Wissenschaftler haben Gravitationswellen in der Photosphäre der Sonne entdeckt

Forscher haben die Existenz magnetischer Plasmawellen, bekannt als Alfvén-Wellen, bestätigt

Photosphäre der Sonne. Die in der Fachzeitschrift Nature Astronomy veröffentlichte Studie liefert neue Einblicke in dieses Phänomen, das 1947 vom Nobelpreisträger Hannes Alfvén entdeckt wurde.

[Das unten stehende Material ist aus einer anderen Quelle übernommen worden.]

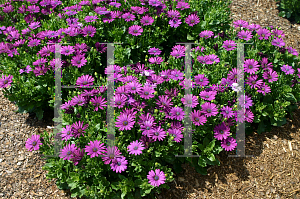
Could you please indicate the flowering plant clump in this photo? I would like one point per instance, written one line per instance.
(149, 97)
(29, 29)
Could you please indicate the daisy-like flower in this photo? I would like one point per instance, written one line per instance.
(177, 54)
(95, 148)
(264, 89)
(135, 30)
(90, 18)
(156, 60)
(67, 152)
(177, 134)
(154, 51)
(278, 42)
(240, 23)
(206, 34)
(128, 17)
(209, 109)
(5, 81)
(192, 20)
(89, 31)
(211, 59)
(245, 35)
(173, 14)
(190, 100)
(34, 42)
(99, 103)
(147, 92)
(263, 33)
(85, 80)
(119, 164)
(270, 75)
(120, 100)
(229, 144)
(229, 45)
(147, 20)
(251, 66)
(125, 122)
(135, 148)
(133, 87)
(67, 133)
(33, 143)
(175, 22)
(201, 80)
(176, 75)
(227, 112)
(177, 113)
(79, 61)
(78, 128)
(221, 131)
(208, 95)
(110, 154)
(158, 134)
(287, 69)
(156, 178)
(67, 50)
(197, 118)
(252, 81)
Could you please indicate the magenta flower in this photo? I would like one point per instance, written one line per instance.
(156, 60)
(221, 131)
(125, 122)
(135, 30)
(5, 81)
(251, 66)
(79, 61)
(197, 118)
(67, 133)
(95, 148)
(33, 143)
(287, 69)
(147, 20)
(119, 164)
(209, 109)
(278, 42)
(229, 45)
(229, 144)
(136, 148)
(192, 20)
(67, 152)
(206, 34)
(99, 103)
(245, 35)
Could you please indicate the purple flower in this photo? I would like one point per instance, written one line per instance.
(95, 148)
(209, 109)
(5, 81)
(136, 148)
(125, 122)
(33, 143)
(221, 131)
(197, 118)
(206, 34)
(229, 144)
(135, 30)
(67, 133)
(67, 152)
(119, 164)
(287, 69)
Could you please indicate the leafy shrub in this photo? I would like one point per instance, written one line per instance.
(289, 9)
(28, 26)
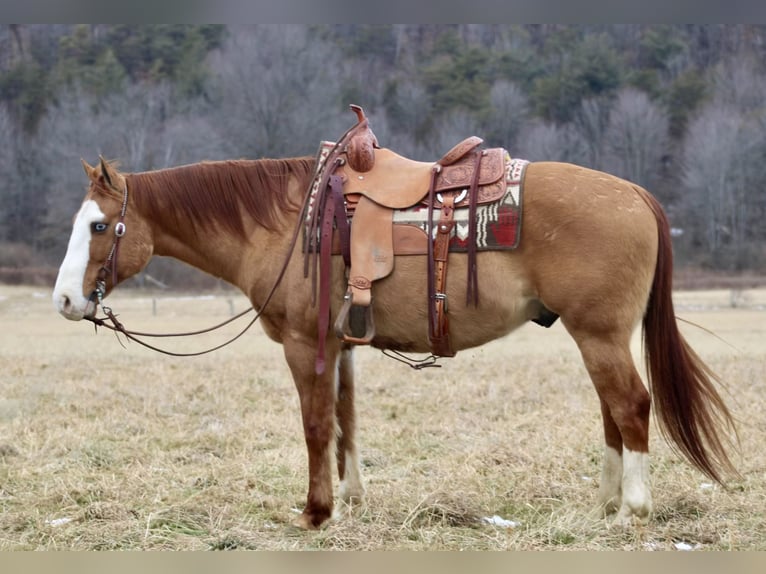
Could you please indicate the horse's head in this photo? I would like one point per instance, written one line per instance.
(109, 243)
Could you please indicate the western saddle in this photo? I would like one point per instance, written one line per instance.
(363, 183)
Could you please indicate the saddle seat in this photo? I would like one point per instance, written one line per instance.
(377, 181)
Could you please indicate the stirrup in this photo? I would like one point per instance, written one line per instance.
(355, 324)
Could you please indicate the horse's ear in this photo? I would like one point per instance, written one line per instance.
(89, 171)
(107, 171)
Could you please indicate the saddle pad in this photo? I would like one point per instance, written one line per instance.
(498, 224)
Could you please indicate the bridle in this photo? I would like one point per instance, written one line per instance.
(110, 267)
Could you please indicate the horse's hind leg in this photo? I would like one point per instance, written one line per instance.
(351, 488)
(625, 405)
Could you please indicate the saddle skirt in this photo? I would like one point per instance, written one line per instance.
(401, 185)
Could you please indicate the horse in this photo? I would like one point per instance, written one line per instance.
(595, 250)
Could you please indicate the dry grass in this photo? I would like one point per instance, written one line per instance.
(109, 448)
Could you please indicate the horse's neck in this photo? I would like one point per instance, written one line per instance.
(221, 253)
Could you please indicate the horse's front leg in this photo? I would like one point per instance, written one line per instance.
(317, 398)
(351, 487)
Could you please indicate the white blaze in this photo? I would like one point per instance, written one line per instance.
(68, 295)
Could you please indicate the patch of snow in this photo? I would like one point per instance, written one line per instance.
(500, 521)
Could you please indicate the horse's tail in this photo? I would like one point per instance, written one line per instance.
(690, 412)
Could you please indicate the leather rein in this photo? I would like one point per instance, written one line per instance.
(113, 324)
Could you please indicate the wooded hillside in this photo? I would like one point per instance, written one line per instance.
(679, 109)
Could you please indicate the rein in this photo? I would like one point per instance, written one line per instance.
(110, 266)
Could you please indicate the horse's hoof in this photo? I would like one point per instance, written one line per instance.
(307, 521)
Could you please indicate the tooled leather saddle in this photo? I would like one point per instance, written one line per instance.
(356, 189)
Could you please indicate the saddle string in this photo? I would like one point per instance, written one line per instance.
(417, 364)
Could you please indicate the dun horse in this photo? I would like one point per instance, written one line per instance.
(594, 250)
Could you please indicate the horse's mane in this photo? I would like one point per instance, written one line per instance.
(220, 193)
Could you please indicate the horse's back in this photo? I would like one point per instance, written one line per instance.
(590, 241)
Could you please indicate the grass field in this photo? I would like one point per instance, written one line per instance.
(105, 447)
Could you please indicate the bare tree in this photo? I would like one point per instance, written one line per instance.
(280, 91)
(550, 142)
(636, 139)
(722, 173)
(509, 113)
(592, 123)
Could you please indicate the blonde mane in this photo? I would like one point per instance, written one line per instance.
(218, 194)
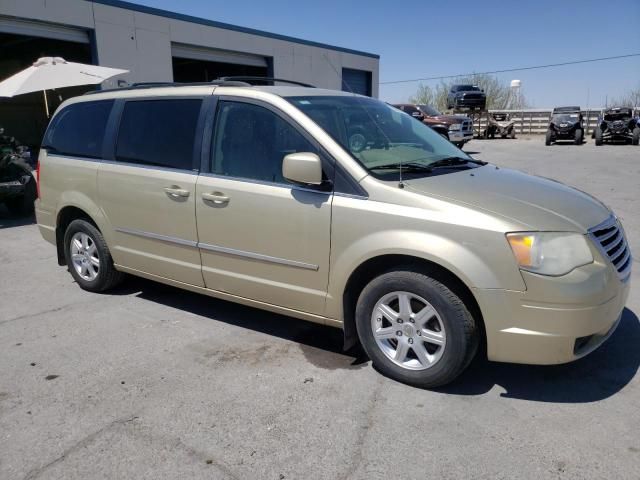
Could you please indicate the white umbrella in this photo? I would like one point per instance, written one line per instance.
(54, 72)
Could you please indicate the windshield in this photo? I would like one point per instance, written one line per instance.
(429, 110)
(564, 118)
(377, 135)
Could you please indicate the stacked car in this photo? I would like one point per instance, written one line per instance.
(617, 124)
(458, 129)
(466, 97)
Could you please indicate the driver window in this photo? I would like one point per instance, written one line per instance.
(250, 142)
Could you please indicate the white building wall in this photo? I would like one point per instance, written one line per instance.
(141, 42)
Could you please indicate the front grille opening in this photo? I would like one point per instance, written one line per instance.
(581, 343)
(613, 245)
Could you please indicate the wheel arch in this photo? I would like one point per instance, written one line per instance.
(66, 215)
(375, 266)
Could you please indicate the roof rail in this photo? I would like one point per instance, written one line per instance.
(143, 85)
(272, 80)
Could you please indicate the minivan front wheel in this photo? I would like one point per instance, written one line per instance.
(415, 329)
(88, 257)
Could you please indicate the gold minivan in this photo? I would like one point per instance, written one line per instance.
(332, 208)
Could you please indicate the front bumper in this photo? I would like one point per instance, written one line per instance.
(558, 319)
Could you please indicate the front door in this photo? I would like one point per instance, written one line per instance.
(261, 237)
(147, 191)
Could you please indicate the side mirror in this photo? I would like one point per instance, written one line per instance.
(304, 168)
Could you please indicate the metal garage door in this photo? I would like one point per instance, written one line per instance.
(356, 81)
(214, 55)
(44, 30)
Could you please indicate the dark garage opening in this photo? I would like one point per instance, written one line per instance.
(23, 116)
(356, 81)
(188, 70)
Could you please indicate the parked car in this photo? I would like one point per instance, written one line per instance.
(466, 97)
(333, 208)
(617, 124)
(17, 183)
(566, 123)
(458, 129)
(500, 124)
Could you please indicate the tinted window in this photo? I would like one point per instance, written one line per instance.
(159, 132)
(250, 142)
(78, 130)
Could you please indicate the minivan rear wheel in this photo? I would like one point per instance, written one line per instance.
(415, 329)
(88, 257)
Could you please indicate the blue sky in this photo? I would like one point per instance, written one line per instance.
(428, 38)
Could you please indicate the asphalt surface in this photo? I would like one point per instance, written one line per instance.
(153, 382)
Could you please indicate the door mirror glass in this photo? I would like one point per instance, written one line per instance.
(304, 168)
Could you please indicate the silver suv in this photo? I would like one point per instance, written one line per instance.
(332, 208)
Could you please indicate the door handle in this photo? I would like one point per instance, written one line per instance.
(175, 191)
(216, 197)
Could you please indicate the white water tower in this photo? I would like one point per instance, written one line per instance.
(515, 94)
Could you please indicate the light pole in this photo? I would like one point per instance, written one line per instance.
(515, 94)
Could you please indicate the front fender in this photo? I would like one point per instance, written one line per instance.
(476, 263)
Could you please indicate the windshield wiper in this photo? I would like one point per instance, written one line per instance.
(405, 166)
(454, 162)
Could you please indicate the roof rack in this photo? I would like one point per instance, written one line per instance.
(143, 85)
(222, 82)
(272, 80)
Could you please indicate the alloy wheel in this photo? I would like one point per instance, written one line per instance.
(84, 256)
(408, 330)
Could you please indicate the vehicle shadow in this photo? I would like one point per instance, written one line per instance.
(595, 377)
(321, 345)
(9, 221)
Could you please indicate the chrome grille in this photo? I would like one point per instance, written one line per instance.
(610, 240)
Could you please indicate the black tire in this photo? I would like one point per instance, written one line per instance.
(462, 336)
(598, 136)
(107, 276)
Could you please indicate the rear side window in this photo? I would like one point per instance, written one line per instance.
(78, 130)
(159, 132)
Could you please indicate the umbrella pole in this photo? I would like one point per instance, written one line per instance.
(46, 103)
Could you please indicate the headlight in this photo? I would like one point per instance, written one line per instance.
(549, 253)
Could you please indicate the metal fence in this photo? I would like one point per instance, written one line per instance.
(536, 121)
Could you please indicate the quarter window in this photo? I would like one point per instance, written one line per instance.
(78, 130)
(250, 142)
(159, 132)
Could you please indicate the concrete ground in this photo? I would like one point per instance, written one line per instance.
(153, 382)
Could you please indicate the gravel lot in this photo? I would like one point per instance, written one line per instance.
(154, 382)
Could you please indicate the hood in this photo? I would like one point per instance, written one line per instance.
(534, 202)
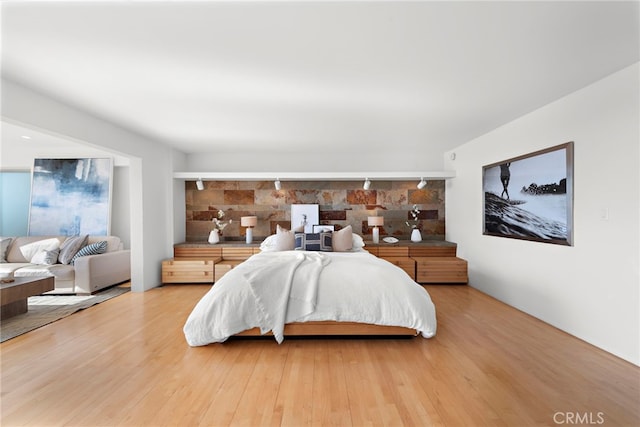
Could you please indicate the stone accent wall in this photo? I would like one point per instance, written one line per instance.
(341, 203)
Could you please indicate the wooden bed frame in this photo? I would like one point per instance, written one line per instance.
(328, 328)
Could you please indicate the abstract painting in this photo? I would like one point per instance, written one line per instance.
(304, 217)
(70, 197)
(531, 197)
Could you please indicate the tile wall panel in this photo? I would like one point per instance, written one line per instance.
(341, 203)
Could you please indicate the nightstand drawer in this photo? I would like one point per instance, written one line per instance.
(441, 270)
(407, 264)
(393, 251)
(238, 254)
(188, 270)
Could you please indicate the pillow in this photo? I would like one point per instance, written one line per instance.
(314, 242)
(31, 249)
(269, 244)
(358, 242)
(92, 249)
(70, 247)
(4, 245)
(46, 257)
(342, 240)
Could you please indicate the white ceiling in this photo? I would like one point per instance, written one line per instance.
(208, 76)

Das große Potenzial dieser Wellen liegt in ihrerdie Fähigkeit, Energie und Informationen aufgrund der magnetischen Natur über sehr große Entfernungen zu transportieren. Das Auffinden dieser Wellen in der Sonnenphotosphäre, der untersten Schicht der Atmosphäre eines Sterns, ist der erste Schritt, um die Eigenschaften dieser magnetischen Wellen zu nutzen.

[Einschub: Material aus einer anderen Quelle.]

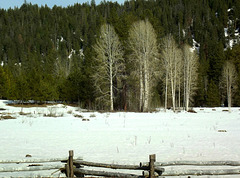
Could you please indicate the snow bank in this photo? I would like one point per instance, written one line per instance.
(124, 138)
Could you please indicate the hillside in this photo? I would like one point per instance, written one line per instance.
(47, 54)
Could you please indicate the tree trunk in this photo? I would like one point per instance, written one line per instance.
(146, 84)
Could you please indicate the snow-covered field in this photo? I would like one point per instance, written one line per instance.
(122, 137)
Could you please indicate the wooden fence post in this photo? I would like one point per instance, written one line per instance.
(152, 159)
(70, 164)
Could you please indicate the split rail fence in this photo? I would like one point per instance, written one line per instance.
(75, 167)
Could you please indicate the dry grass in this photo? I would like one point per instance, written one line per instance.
(78, 115)
(7, 117)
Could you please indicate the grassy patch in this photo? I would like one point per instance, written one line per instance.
(7, 117)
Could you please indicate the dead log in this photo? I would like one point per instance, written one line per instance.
(112, 166)
(197, 163)
(78, 172)
(117, 166)
(201, 172)
(33, 161)
(35, 168)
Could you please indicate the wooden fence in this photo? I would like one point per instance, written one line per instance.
(75, 167)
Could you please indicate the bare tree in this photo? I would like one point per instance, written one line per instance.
(191, 64)
(172, 57)
(109, 61)
(143, 44)
(229, 78)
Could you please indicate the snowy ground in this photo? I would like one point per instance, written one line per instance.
(123, 138)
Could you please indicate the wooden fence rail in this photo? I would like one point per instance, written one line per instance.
(75, 167)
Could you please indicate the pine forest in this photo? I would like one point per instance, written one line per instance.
(135, 56)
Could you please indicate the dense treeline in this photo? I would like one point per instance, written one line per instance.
(47, 53)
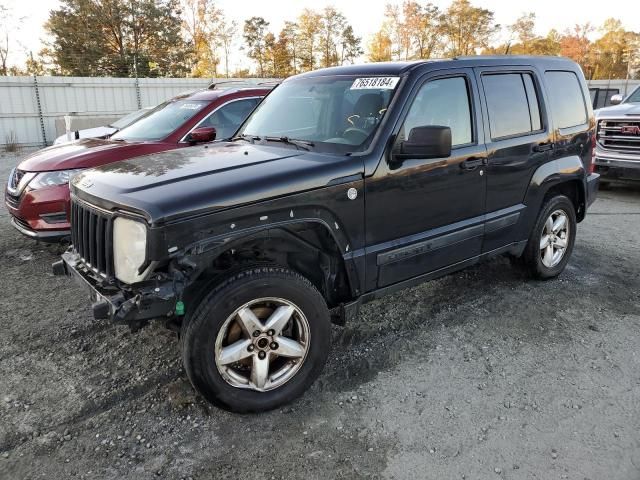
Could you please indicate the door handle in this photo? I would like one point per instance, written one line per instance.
(472, 163)
(543, 147)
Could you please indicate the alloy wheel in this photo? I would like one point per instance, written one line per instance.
(554, 239)
(262, 344)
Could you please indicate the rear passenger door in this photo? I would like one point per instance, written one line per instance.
(518, 140)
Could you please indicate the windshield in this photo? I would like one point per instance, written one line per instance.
(634, 97)
(334, 114)
(129, 119)
(161, 121)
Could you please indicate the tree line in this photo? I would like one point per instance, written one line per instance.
(415, 30)
(178, 38)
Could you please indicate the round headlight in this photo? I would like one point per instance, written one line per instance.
(129, 249)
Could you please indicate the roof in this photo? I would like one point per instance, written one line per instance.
(210, 94)
(399, 68)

Die Fähigkeit von Alfvén-Wellen, Energie zu übertragenist auch für die Sonnen- und Plasmaastrophysik von Interesse, da dies die extreme Erwärmung der Sonnenatmosphäre erklären kann - ein Rätsel, das seit über einem Jahrhundert ungelöst ist.

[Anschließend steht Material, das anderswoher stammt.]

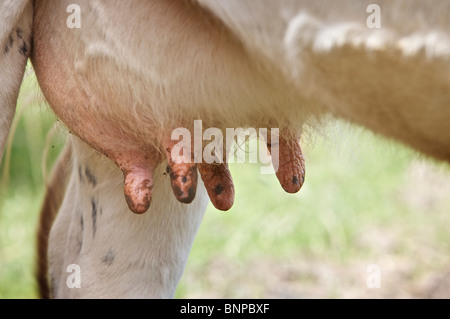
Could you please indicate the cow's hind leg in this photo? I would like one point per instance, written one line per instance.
(54, 196)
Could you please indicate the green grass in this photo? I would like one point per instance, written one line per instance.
(365, 200)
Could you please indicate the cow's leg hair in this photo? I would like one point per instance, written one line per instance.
(120, 254)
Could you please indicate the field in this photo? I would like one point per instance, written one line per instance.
(366, 201)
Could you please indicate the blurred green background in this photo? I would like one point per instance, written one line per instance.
(366, 200)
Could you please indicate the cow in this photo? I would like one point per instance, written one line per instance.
(123, 203)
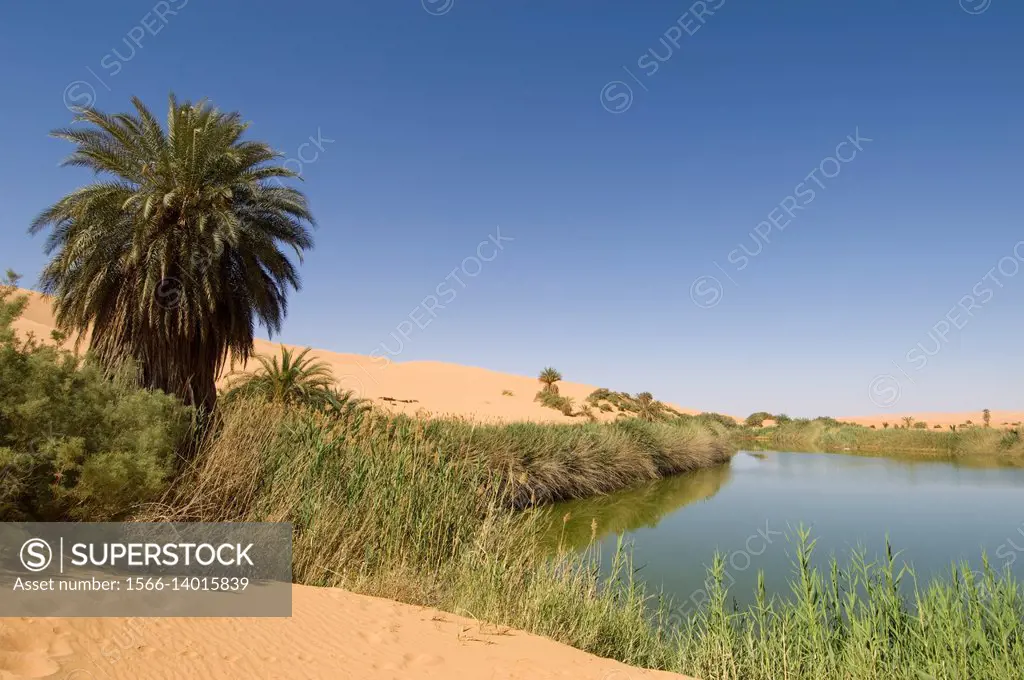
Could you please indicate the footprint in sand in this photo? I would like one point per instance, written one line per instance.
(31, 654)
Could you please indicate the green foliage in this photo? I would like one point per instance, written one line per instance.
(549, 377)
(179, 250)
(296, 379)
(758, 419)
(422, 512)
(1000, 445)
(74, 443)
(552, 399)
(725, 421)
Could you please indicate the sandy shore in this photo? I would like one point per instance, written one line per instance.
(332, 634)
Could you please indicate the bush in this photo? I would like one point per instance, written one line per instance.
(74, 442)
(758, 419)
(726, 421)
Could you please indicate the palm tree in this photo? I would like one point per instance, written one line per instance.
(174, 255)
(549, 377)
(296, 379)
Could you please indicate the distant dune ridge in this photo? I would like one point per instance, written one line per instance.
(439, 388)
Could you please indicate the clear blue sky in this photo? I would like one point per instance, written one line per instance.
(451, 120)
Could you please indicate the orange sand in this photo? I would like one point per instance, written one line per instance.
(333, 634)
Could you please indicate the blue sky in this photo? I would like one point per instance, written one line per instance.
(622, 206)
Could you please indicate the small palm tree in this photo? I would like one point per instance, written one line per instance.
(648, 409)
(296, 379)
(178, 251)
(549, 377)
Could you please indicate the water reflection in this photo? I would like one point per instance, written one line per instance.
(631, 509)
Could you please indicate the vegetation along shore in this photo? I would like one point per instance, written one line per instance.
(167, 288)
(980, 441)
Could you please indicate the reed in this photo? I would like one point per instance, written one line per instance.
(424, 512)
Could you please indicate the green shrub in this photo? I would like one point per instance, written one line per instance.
(726, 421)
(757, 419)
(75, 442)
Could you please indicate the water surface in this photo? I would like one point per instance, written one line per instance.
(933, 512)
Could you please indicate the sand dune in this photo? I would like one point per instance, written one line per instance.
(333, 634)
(431, 387)
(438, 388)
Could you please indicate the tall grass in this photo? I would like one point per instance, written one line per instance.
(425, 512)
(1004, 445)
(858, 623)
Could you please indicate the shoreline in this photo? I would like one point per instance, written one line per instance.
(332, 634)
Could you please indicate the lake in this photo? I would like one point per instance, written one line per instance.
(933, 512)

In dieser Studie verwendeten WissenschaftlerHochauflösende Beobachtungen der Sonnenatmosphäre mit dem IBIS-Gammateleskop der Europäischen Weltraumorganisation zum Nachweis antisymmetrischer Torsionswellen. Zum ersten Mal schlugen Wissenschaftler ihre Existenz vor 50 Jahren vor.

Sie fanden auch, dass diese Wellen könnenwird verwendet, um der solaren Photosphäre große Mengen an Energie zu entziehen, was das Potenzial dieser Wellen für eine Vielzahl von Forschungsbereichen und industriellen Anwendungen bestätigt.